Advanced Characterization of FeTi Alloys for Solid-State Hydrogen Storage
Hydrogen storage remains a major challenge for enabling a large-scale hydrogen economy, and FeTi alloys are strong candidates for hydrogen absorption. When these alloys are produced from recycled materials, additional elements may influence their performance. To ensure reliable and efficient hydrogen storage, it is essential to understand how microstructure and impurities affect the behavior of FeTi during hydrogen cycling.
Hydrogen (H₂) stands out as a promising energy carrier for achieving a CO₂-neutral economy. However, one of the key challenges in establishing a large-scale hydrogen economy is the efficient storage of H₂. Among the various storage methods, solid-state hydrogen storage using metal hydrides offers several advantages over liquid and gas storage, including higher energy density, reduced explosion risk, minimal H₂ loss rates, and the potential for hydrogen purification.
Iron-titanium (FeTi) alloys are particularly attractive for stationary hydrogen storage applications due to their ability to reversibly transform between FeTi and FeTiHx hydride phases under near-room temperature and pressure conditions. Utilizing recycled source materials can help lower production costs and support large-scale FeTi manufacturing. However, the incorporation of recycled materials may introduce additional elements that influence storage capacity and long-term cyclability. Gaining a deeper understanding of the effects of micro-/nanostructure and impurities in FeTi is crucial for optimizing material performance and facilitating the widespread adoption of solid-state hydrogen storage technologies.

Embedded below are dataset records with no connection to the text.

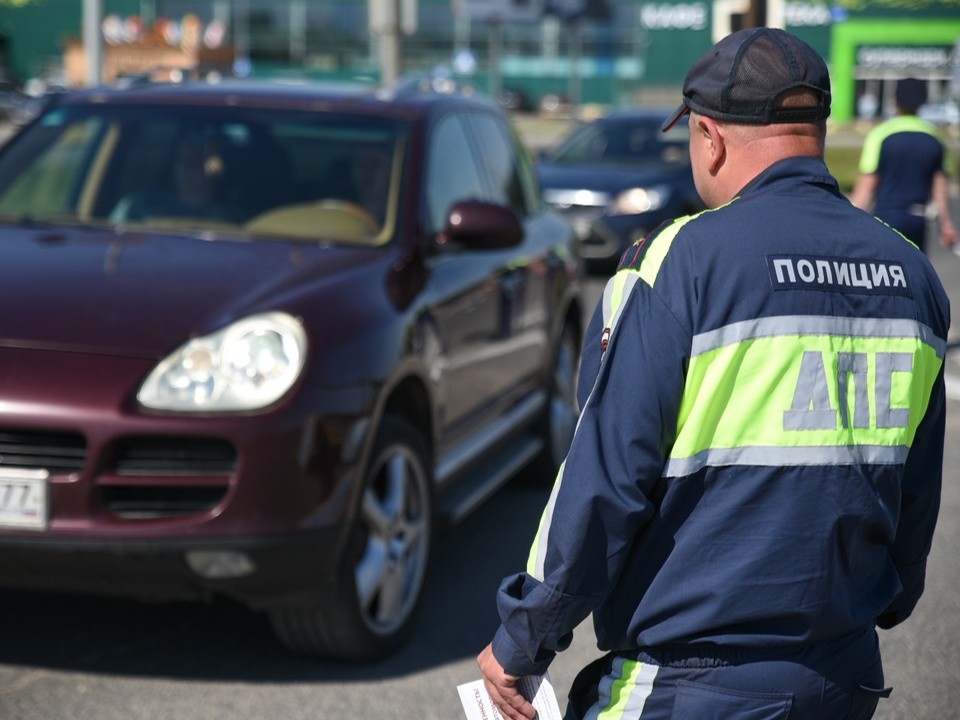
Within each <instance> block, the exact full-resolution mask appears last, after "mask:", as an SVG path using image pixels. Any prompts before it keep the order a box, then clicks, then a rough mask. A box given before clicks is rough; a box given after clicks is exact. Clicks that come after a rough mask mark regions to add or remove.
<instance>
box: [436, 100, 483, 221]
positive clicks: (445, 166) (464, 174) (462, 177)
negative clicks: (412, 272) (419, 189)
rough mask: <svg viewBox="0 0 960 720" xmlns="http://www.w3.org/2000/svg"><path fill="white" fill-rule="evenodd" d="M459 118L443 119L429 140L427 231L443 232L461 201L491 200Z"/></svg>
mask: <svg viewBox="0 0 960 720" xmlns="http://www.w3.org/2000/svg"><path fill="white" fill-rule="evenodd" d="M489 199H490V197H489V192H488V191H487V189H486V186H485V184H484V178H483V172H482V170H481V169H480V168H479V167H477V164H476V160H475V158H474V153H473V150H472V149H471V147H470V140H469V137H468V136H467V133H466V129H465V128H464V126H463V122H462V120H461V116H460V115H448V116H447V117H445V118H443V119H441V120H440V121H439V123H438V124H437V126H436V127H435V128H434V131H433V134H432V135H431V138H430V149H429V152H428V160H427V178H426V218H425V222H426V225H427V228H426V230H427V232H428V233H429V234H435V233H438V232H440V231H441V230H442V229H443V226H444V225H445V224H446V221H447V213H449V211H450V207H451V206H452V205H453V204H454V203H455V202H457V201H459V200H489Z"/></svg>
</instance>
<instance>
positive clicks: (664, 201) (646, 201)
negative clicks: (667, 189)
mask: <svg viewBox="0 0 960 720" xmlns="http://www.w3.org/2000/svg"><path fill="white" fill-rule="evenodd" d="M668 196H669V191H668V190H667V188H665V187H652V188H630V189H629V190H624V191H623V192H622V193H620V194H619V195H617V197H616V198H615V199H614V201H613V202H612V203H611V204H610V210H609V213H610V214H611V215H639V214H640V213H645V212H651V211H653V210H659V209H660V208H662V207H663V206H664V205H665V204H666V202H667V197H668Z"/></svg>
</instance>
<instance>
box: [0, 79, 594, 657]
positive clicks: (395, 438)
mask: <svg viewBox="0 0 960 720" xmlns="http://www.w3.org/2000/svg"><path fill="white" fill-rule="evenodd" d="M573 242H574V238H573V236H572V232H571V230H570V229H569V227H568V226H567V225H565V224H563V223H562V222H561V221H559V220H558V219H557V218H556V216H555V215H553V214H552V213H551V212H550V211H549V210H547V209H546V208H545V207H544V205H543V204H542V202H541V200H540V197H539V194H538V188H537V185H536V180H535V177H534V174H533V172H532V169H531V165H530V162H529V159H528V157H527V155H526V154H525V153H524V151H523V150H522V149H521V147H520V146H519V144H518V143H517V140H516V137H515V134H514V132H513V131H512V129H511V127H510V124H509V122H508V120H507V118H506V117H505V116H504V115H503V113H502V112H501V111H500V110H499V109H498V108H497V107H496V105H495V104H494V103H491V102H489V101H487V100H485V99H481V98H479V97H473V96H470V95H469V94H467V93H463V92H455V93H442V92H436V91H434V90H433V89H432V87H430V86H429V84H427V85H426V86H424V87H419V86H416V85H413V86H408V87H407V88H406V89H402V90H398V91H396V92H393V93H384V92H373V91H370V90H363V89H350V90H346V89H331V88H324V87H316V86H310V85H303V86H297V85H290V84H284V85H279V84H276V85H275V84H267V83H263V84H233V83H221V84H219V85H211V84H206V83H195V84H184V85H155V84H146V85H143V86H140V87H136V86H135V87H130V88H126V89H95V90H90V91H84V92H78V93H75V94H71V95H69V96H67V97H66V98H64V100H63V101H62V102H61V104H59V105H58V106H56V107H52V108H48V109H47V110H46V111H45V112H44V114H42V115H41V116H40V117H39V118H37V119H36V120H35V121H34V122H32V123H31V124H30V125H28V126H27V127H26V128H25V129H23V130H22V131H21V132H20V133H18V134H17V135H16V136H15V137H14V138H13V139H12V140H11V141H10V142H9V143H8V144H7V145H6V146H5V147H4V148H3V150H2V152H0V298H2V302H3V305H4V306H5V307H6V308H7V311H6V312H5V313H3V314H2V316H0V585H6V586H16V587H26V588H38V589H47V590H58V591H60V590H62V591H70V592H98V593H110V594H124V595H133V596H137V597H144V598H150V599H203V598H208V597H210V596H212V595H215V594H223V595H226V596H229V597H232V598H235V599H238V600H240V601H242V602H243V603H245V604H247V605H248V606H249V607H251V608H253V609H256V610H264V611H266V612H267V613H268V614H269V617H270V620H271V622H272V625H273V627H274V628H275V630H276V632H277V634H278V636H279V638H280V640H281V641H282V642H283V643H284V644H286V645H287V646H288V647H290V648H292V649H294V650H297V651H300V652H307V653H317V654H322V655H327V656H332V657H352V658H372V657H376V656H379V655H381V654H383V653H386V652H389V651H390V650H392V649H394V648H396V647H397V646H398V645H399V644H400V643H401V642H402V641H403V639H404V638H405V636H406V635H407V634H408V631H409V629H410V627H411V621H412V618H413V615H414V612H415V610H416V607H417V605H418V602H419V599H420V595H421V591H422V588H423V582H424V577H425V573H426V572H427V566H428V561H429V557H430V550H431V540H432V537H433V534H434V529H435V528H436V526H437V524H438V523H440V522H442V521H449V522H455V521H456V520H458V519H460V518H462V517H463V516H464V515H465V514H466V513H468V512H469V511H470V510H471V509H473V508H474V507H475V506H476V505H477V504H478V503H480V502H481V501H482V500H483V499H484V498H486V497H488V496H489V494H490V493H491V492H492V491H493V490H494V489H496V488H497V487H498V486H499V485H501V484H502V483H503V482H505V481H506V480H507V479H509V478H510V477H511V476H513V475H516V474H517V473H518V472H520V471H523V472H525V473H528V474H539V475H541V476H543V477H546V478H551V477H552V475H553V473H554V471H555V469H556V467H557V466H558V465H559V462H560V460H561V459H562V458H563V455H564V453H565V452H566V448H567V445H568V443H569V440H570V437H571V435H572V432H573V427H574V425H575V423H576V418H577V406H576V399H575V395H574V385H575V381H576V370H577V365H578V358H579V354H578V351H579V344H580V338H581V325H580V318H581V307H580V306H579V297H578V290H579V277H580V275H579V266H578V263H577V261H576V259H575V256H574V255H573V253H572V247H573Z"/></svg>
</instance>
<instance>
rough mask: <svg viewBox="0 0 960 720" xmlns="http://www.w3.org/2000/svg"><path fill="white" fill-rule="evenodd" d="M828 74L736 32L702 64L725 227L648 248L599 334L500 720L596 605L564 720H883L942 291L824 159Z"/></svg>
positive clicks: (490, 679) (535, 578) (644, 239)
mask: <svg viewBox="0 0 960 720" xmlns="http://www.w3.org/2000/svg"><path fill="white" fill-rule="evenodd" d="M829 112H830V83H829V78H828V74H827V68H826V67H825V65H824V63H823V60H822V59H821V58H820V57H819V56H818V55H817V54H816V53H815V52H814V51H813V50H812V49H811V48H810V47H809V46H808V45H806V44H805V43H804V42H802V41H801V40H799V39H798V38H796V37H794V36H792V35H790V34H788V33H785V32H783V31H781V30H774V29H767V28H759V29H748V30H743V31H739V32H736V33H734V34H732V35H730V36H728V37H726V38H725V39H723V40H721V41H720V42H719V43H717V44H716V45H715V46H714V47H713V48H711V49H710V50H709V51H708V52H707V53H706V54H705V55H704V56H703V57H702V58H700V59H699V60H698V61H697V62H696V64H694V66H693V67H692V68H691V70H690V72H689V74H688V75H687V78H686V80H685V82H684V88H683V104H682V105H681V106H680V108H679V109H678V111H677V113H676V115H675V117H674V118H673V119H672V120H671V121H670V122H669V123H667V124H665V128H667V129H668V128H669V127H670V126H672V124H675V123H676V121H677V120H678V119H679V118H680V117H681V116H683V115H684V114H689V115H690V122H689V126H690V134H691V137H690V151H691V158H692V163H693V170H694V177H695V180H696V183H697V188H698V191H699V192H700V194H701V195H702V197H703V199H704V200H705V202H706V203H707V205H708V207H710V208H711V209H710V210H707V211H705V212H703V213H700V214H698V215H694V216H690V217H684V218H680V219H678V220H676V221H674V222H672V223H668V224H666V225H665V226H663V227H661V228H659V229H658V230H657V231H655V232H654V233H652V234H651V235H650V236H648V237H647V238H646V239H644V240H642V241H641V242H639V243H638V244H637V245H635V246H634V247H633V248H631V249H630V250H629V251H628V252H627V254H626V255H625V256H624V259H623V260H622V261H621V265H620V268H619V270H618V271H617V273H616V274H615V275H614V277H613V278H612V279H611V280H610V281H609V283H608V285H607V287H606V289H605V292H604V296H603V299H602V301H601V303H600V305H599V307H598V309H597V312H596V313H595V315H594V318H593V320H592V321H591V324H590V327H589V328H588V332H587V336H586V339H585V346H584V361H583V368H582V372H581V377H580V383H581V384H580V401H581V405H582V408H583V410H582V415H581V418H580V421H579V425H578V427H577V432H576V436H575V438H574V440H573V443H572V445H571V448H570V451H569V454H568V456H567V458H566V461H565V462H564V464H563V466H562V467H561V470H560V472H559V474H558V477H557V481H556V483H555V486H554V488H553V492H552V494H551V496H550V499H549V502H548V504H547V507H546V509H545V511H544V514H543V517H542V519H541V524H540V528H539V531H538V533H537V536H536V539H535V540H534V542H533V546H532V548H531V550H530V555H529V559H528V562H527V566H526V569H525V572H522V573H519V574H517V575H515V576H512V577H508V578H506V579H505V580H504V582H503V584H502V585H501V587H500V591H499V593H498V596H497V604H498V608H499V612H500V618H501V626H500V627H499V629H498V630H497V632H496V634H495V636H494V638H493V641H492V643H491V644H490V645H489V646H487V647H486V648H485V649H484V650H483V651H482V652H481V653H480V655H479V657H478V659H477V660H478V663H479V665H480V669H481V671H482V673H483V677H484V680H485V684H486V687H487V689H488V690H489V691H490V694H491V696H492V697H493V699H494V701H495V703H496V704H497V705H498V707H499V708H500V710H501V711H502V712H503V714H504V715H505V716H506V717H509V718H531V717H533V714H534V711H533V708H532V706H531V704H530V703H529V702H528V701H527V700H526V699H525V698H523V697H522V696H521V695H520V693H519V692H518V691H517V687H516V681H517V678H518V677H519V676H523V675H533V674H540V673H543V672H544V671H545V670H546V669H547V667H548V666H549V665H550V662H551V660H552V659H553V658H554V656H555V654H556V653H558V652H560V651H562V650H563V649H564V648H566V647H567V646H568V645H569V643H570V641H571V636H572V631H573V629H574V628H575V627H576V626H577V625H578V624H579V623H580V622H581V621H582V620H583V619H584V618H586V617H587V615H589V614H590V613H593V616H594V627H595V631H596V636H597V641H598V645H599V647H600V648H601V649H603V650H606V651H609V652H608V654H607V655H605V656H604V657H603V658H601V659H600V660H599V661H598V662H597V663H595V664H592V665H591V666H589V667H588V668H586V669H585V670H584V671H583V672H581V673H580V675H578V677H577V679H576V680H575V681H574V683H573V689H572V690H571V695H570V702H569V705H568V710H567V717H568V718H591V719H593V718H600V719H610V718H629V719H633V720H636V719H637V718H640V719H642V720H669V719H670V718H674V719H679V720H691V719H699V718H712V719H723V720H732V719H735V718H751V719H753V720H766V719H770V720H772V719H775V718H781V719H783V718H789V719H790V720H799V719H802V718H815V717H816V718H831V719H839V718H852V719H860V718H869V717H871V716H872V714H873V713H874V710H875V708H876V705H877V703H878V699H879V698H880V697H882V696H885V695H886V694H888V693H889V689H886V688H884V680H883V671H882V667H881V662H880V655H879V648H878V639H877V634H876V630H875V628H876V627H877V626H880V627H882V628H888V627H892V626H894V625H896V624H897V623H900V622H901V621H903V620H904V619H905V618H906V617H907V616H908V615H910V613H911V611H912V610H913V608H914V605H915V604H916V602H917V600H918V598H919V597H920V594H921V592H922V590H923V580H924V568H925V561H926V557H927V553H928V551H929V549H930V542H931V536H932V533H933V528H934V523H935V519H936V515H937V508H938V503H939V494H940V479H941V464H942V455H943V439H944V407H945V398H944V385H943V357H944V350H945V344H946V336H947V329H948V326H949V308H948V301H947V297H946V295H945V293H944V291H943V288H942V287H941V285H940V283H939V281H938V279H937V277H936V274H935V273H934V271H933V269H932V268H931V266H930V264H929V262H928V261H927V259H926V258H925V257H924V255H923V254H922V253H921V252H920V251H919V250H918V249H917V248H916V247H914V246H913V245H911V244H910V243H908V242H906V241H905V240H904V239H903V237H902V236H900V235H899V234H898V233H896V232H895V231H893V230H891V229H890V228H889V227H887V226H886V225H884V224H883V223H882V222H880V221H878V220H877V219H875V218H873V217H871V216H870V215H868V214H866V213H864V212H862V211H860V210H858V209H856V208H855V207H853V206H852V205H851V204H850V202H849V201H848V200H847V199H845V198H844V196H843V195H842V194H841V193H840V191H839V189H838V187H837V183H836V181H835V180H834V179H833V178H832V177H831V176H830V174H829V172H828V171H827V168H826V166H825V165H824V162H823V159H822V158H823V145H824V138H825V132H826V131H825V120H826V118H827V116H828V115H829Z"/></svg>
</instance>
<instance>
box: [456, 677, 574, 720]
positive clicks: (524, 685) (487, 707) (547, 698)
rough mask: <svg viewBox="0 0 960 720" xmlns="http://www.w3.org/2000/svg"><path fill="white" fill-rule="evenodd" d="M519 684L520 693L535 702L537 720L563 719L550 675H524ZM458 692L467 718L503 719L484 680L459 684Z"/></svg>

Advanced characterization techniques such as transmission electron microscopy (TEM) and atom probe tomography (APT) provide valuable insights into the structural evolution, phase transformations, and microstructural modifications of FeTi during hydrogenation and dehydrogenation cycles. High-resolution scanning transmission electron microscopy (HRSTEM) enables precise identification of phase transitions, while energy-dispersive X-ray spectroscopy (EDS), electron energy loss spectroscopy (EELS), and APT allows for detailed elemental mapping of hydrogen and other elements, as well as the investigation of the influence of impurities on microstructural evolution, lattice defects, and grain boundary properties. In this project, these techniques are employed to assess the impact of the microstructure on both high-purity FeTi alloys and FeTi alloys derived from recycled Fe sources. By investigating the evolution of microstructure following hydrogenation cycles, we study the role of impurities originating from recycled materials. These findings contribute to the advancement of FeTi-based materials for efficient, reversible, and scalable hydrogen storage applications.